The bariatric surgeons measured the 150-, 180-, and 210-cm tasks with 4% (CI 0.4, 9), - 6% (CI - 11, - 0.8), and 1% (CI - 4, 6) deviation, respectively. In total, the bariatric surgeons estimated 58 out of 119 times (49%) between the margins of 10% deviation and 36 times (30%) outside the 15% margin. Considerable inter-individual differences were found between the surgeons. The surgical residents underestimated the tasks with 12% (CI - 18, - 6), 16% (CI - 19, - 13), and 18% (CI - 22, - 13), respectively.

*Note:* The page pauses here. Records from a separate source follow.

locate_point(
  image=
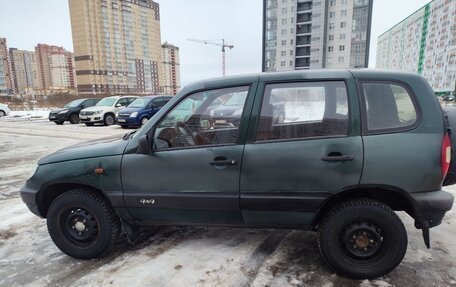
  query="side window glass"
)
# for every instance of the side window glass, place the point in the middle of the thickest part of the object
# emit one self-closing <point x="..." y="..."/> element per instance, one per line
<point x="388" y="106"/>
<point x="303" y="110"/>
<point x="204" y="118"/>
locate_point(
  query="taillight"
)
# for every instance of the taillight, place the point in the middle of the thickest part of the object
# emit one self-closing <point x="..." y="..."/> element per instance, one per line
<point x="446" y="154"/>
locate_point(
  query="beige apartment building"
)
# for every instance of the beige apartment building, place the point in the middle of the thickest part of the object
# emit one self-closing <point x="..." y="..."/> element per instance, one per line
<point x="6" y="85"/>
<point x="24" y="71"/>
<point x="117" y="46"/>
<point x="55" y="66"/>
<point x="171" y="68"/>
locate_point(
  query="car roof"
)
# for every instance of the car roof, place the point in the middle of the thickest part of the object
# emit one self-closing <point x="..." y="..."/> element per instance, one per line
<point x="309" y="74"/>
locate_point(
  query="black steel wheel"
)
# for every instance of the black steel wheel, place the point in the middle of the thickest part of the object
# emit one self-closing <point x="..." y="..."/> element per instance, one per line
<point x="362" y="239"/>
<point x="82" y="224"/>
<point x="74" y="118"/>
<point x="109" y="120"/>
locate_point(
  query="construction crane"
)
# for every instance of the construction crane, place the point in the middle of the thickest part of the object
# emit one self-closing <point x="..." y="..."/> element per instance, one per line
<point x="223" y="45"/>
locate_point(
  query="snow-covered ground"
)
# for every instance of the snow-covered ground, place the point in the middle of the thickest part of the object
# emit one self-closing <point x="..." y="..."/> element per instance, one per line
<point x="179" y="256"/>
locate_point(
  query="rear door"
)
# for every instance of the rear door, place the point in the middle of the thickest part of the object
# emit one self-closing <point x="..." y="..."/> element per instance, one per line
<point x="293" y="162"/>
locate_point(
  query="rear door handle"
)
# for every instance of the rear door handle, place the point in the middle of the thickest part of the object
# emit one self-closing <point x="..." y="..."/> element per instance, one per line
<point x="335" y="158"/>
<point x="223" y="162"/>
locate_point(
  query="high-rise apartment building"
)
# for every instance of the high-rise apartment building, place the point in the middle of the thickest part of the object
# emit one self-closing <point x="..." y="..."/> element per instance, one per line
<point x="308" y="34"/>
<point x="425" y="43"/>
<point x="55" y="67"/>
<point x="6" y="85"/>
<point x="24" y="71"/>
<point x="117" y="46"/>
<point x="171" y="68"/>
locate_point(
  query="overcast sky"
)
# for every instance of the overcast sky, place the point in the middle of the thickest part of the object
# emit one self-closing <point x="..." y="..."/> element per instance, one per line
<point x="27" y="22"/>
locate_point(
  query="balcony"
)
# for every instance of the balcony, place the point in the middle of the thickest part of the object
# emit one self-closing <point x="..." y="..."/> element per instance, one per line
<point x="302" y="40"/>
<point x="302" y="63"/>
<point x="302" y="52"/>
<point x="303" y="29"/>
<point x="303" y="18"/>
<point x="304" y="7"/>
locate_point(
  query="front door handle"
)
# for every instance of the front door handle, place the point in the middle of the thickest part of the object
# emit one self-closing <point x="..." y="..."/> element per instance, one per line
<point x="223" y="162"/>
<point x="337" y="157"/>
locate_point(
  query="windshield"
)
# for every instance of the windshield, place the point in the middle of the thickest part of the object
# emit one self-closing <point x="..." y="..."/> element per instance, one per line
<point x="236" y="100"/>
<point x="74" y="103"/>
<point x="139" y="103"/>
<point x="106" y="102"/>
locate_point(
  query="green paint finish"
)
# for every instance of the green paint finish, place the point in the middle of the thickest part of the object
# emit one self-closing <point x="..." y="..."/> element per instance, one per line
<point x="423" y="37"/>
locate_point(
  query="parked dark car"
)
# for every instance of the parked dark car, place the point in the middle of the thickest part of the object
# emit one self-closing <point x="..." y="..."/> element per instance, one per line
<point x="355" y="147"/>
<point x="70" y="111"/>
<point x="141" y="110"/>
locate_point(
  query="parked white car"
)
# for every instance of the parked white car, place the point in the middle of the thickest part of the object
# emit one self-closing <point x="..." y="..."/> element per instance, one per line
<point x="105" y="111"/>
<point x="4" y="110"/>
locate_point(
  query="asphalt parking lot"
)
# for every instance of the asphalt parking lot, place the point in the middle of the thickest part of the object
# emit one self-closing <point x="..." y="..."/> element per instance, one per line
<point x="179" y="256"/>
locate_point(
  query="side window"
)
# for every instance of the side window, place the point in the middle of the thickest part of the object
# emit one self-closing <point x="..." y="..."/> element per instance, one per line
<point x="204" y="118"/>
<point x="388" y="106"/>
<point x="303" y="110"/>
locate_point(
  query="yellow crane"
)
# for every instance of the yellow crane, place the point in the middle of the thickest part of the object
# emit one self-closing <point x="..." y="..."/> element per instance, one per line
<point x="222" y="44"/>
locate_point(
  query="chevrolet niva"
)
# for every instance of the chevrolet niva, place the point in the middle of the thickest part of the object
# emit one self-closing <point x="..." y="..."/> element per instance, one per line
<point x="350" y="149"/>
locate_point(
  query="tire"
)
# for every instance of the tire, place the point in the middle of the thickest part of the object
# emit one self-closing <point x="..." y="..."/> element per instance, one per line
<point x="109" y="120"/>
<point x="82" y="224"/>
<point x="362" y="239"/>
<point x="74" y="118"/>
<point x="144" y="121"/>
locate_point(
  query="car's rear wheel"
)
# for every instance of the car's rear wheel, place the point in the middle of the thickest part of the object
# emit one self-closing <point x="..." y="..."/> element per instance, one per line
<point x="108" y="120"/>
<point x="74" y="118"/>
<point x="362" y="239"/>
<point x="82" y="224"/>
<point x="144" y="121"/>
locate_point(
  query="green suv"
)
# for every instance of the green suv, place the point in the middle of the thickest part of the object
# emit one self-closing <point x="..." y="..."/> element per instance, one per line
<point x="351" y="148"/>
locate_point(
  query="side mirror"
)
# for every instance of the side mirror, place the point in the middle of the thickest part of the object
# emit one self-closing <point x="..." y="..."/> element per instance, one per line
<point x="144" y="145"/>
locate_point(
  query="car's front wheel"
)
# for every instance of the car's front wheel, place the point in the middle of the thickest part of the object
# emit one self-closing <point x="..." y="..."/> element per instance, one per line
<point x="82" y="224"/>
<point x="74" y="118"/>
<point x="362" y="239"/>
<point x="109" y="120"/>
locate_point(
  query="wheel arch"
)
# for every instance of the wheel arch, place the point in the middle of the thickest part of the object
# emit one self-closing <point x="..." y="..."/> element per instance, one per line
<point x="47" y="194"/>
<point x="395" y="198"/>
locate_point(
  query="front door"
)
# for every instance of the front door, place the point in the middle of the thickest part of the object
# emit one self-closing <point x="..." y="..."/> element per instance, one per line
<point x="304" y="147"/>
<point x="192" y="174"/>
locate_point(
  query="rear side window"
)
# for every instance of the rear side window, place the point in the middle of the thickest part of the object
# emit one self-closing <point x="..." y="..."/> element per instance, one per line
<point x="388" y="106"/>
<point x="303" y="110"/>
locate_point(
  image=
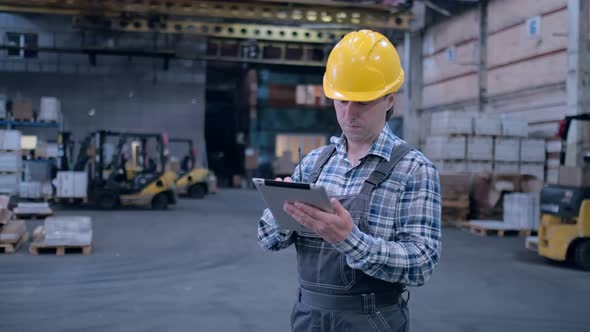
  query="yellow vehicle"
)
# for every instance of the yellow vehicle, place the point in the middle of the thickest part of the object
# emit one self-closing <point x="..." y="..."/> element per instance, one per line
<point x="193" y="181"/>
<point x="564" y="231"/>
<point x="127" y="178"/>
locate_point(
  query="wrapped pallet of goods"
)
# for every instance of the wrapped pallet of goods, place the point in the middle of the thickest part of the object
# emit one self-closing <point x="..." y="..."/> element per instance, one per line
<point x="522" y="210"/>
<point x="3" y="112"/>
<point x="450" y="166"/>
<point x="448" y="122"/>
<point x="49" y="110"/>
<point x="475" y="166"/>
<point x="445" y="147"/>
<point x="501" y="167"/>
<point x="506" y="149"/>
<point x="532" y="150"/>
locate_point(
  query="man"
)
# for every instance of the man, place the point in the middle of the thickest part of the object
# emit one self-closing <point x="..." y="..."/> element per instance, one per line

Bariatric surgeons estimated bowel length with on average less than 10% deviation. However, this still resulted in 30% of the measurements with more than 15% deviation. There were considerable inter-individual differences between the surgeons and residents structurally underestimated the bowel length. Ascertainment of measurement accuracy and adequate training is essential for bariatric procedures in which limb length is of importance.
在减重手术中,调整肢体长度是许多研究的主题。为了获得最佳的肢体长度,准确测量小肠长度至关重要。
使用带有标记抓握器的手对手技术评估腹腔镜肠长度测量的个体内和个体间变异性。
四名减重外科医生和四名外科住院医师在腹腔镜箱中使用标记抓握器对猪的离体肠段进行测量。每位参与者进行了 10 次三种不同长度(150、180 和 210cm)的测量:150、180 和 210cm。可接受的目标长度偏差百分比定义为小于 10%,而不可接受的偏差定义为大于 15%。
减重外科医生测量 150、180 和 210cm 任务的偏差分别为 4%(CI 0.4,9)、-6%(CI-11,-0.8)和 1%(CI-4,6)。总的来说,减重外科医生在 10%偏差范围内估计了 58 次(49%),在 15%偏差范围外估计了 36 次(30%)。在外科医生之间发现了相当大的个体间差异。外科住院医师低估了任务,偏差分别为 12%(CI-18,-6)、16%(CI-19,-13)和 18%(CI-22,-13)。
减重外科医生估计肠长度的偏差平均小于 10%。然而,这仍然导致 30%的测量值偏差超过 15%。外科医生和住院医师之间存在相当大的个体间差异,且住院医师结构上低估了肠长度。在重要肢体长度的减重手术中,确定测量的准确性和进行充分的培训至关重要。